Last night I almost bought a one way ticket for my oldest son to fly across the continent. Only reason I didn’t was that my computer froze, and I’ll really do it tonight. I go over the steps in my mind to prepare for his launch into college studies–assembling essential belongings such as passport, clothing for east coast weather, a few special things from home to set up in his room, his laptop. I wonder what he’ll want to bring besides. Driving him to the airport, saying good bye in that low key, heartfelt way we have, and walking back to the car feeling both bereft at that gut maternal level, and happy for him. Happy he’s found a good quality small college with the program he wants and affordable costs, happy that he’s eager to continue studying after a few months of summer–he told me he really thinks he’ll enjoy it. Happy he’ll be near my family, especially now that my parents are nearing their eighties. Happy that he looks forward to immersing in a Canadian environment, but will also meet folks from all over. Happy that he seems pretty put together and should be able to make wise choices in the midst of the inevitable segment of the student population who won’t.
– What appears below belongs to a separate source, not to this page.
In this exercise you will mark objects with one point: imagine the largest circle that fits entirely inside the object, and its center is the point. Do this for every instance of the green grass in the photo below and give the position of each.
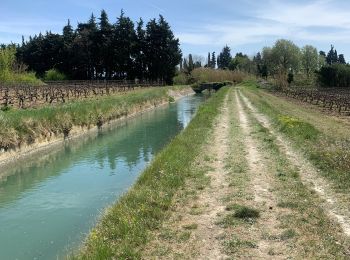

Then we drive home. Will I be flooded with memories, want to write to him right away? What will be the shifts that will take place in our family with my second child, a daughter, now being the eldest, holder of (by the) the other driver’s license and attending local community college for her final year? And how will it be for my youngest son, who so enjoyed spending time with his brother, roomed with him for years? Will he become better friends with his nearest sister? Will they reach out to one another more in his absence, have a new sense of the impermanence of all things?
I guess I’ll pack away the rest of his things, not having the luxury of keeping his bedroom the same for his return–it’s only part of a garage, and shared. Suddenly my youngest will have a space of his own–the one who has been shunted from one corner to another, without shelves, toy storage, a real closet, or much in the way of expecting any of those things. Now he’ll be able to set up a table for Legos, have a mattress off the floor. I’ll paint his room, fix it up sweet.
How will we be at keeping in touch? Will we video conference, email, talk on the phone? Will he find it easy to be away from home, or will he be home sick at times? Is it a good idea to make that memory book of our family life, home town, friends and homeschool days, or will that make it harder?
My sister-in-law once exclaimed that it was too bad that just when her kids were becoming such nice people, they had to leave. We’ve had our rough times, but it seems that’s true–this young man is becoming such a pleasure to talk to, and more helpful around the house, kinder to his siblings. My daughter told me that her good friend, who has also known my son since they were small–her brother is a good friend of my son’s–that she was amazed at how much nicer my son was. Said he hardly talked to her before, or showed any interest in being friendly, was now really nice. She used to be intimidated by him. Funny how that is.
And so, I process, a little at a time. It’s a time to return to a discipline of prayer as I let go, we all let go and send this young man off to new tasks, relationships, hopes, and plans.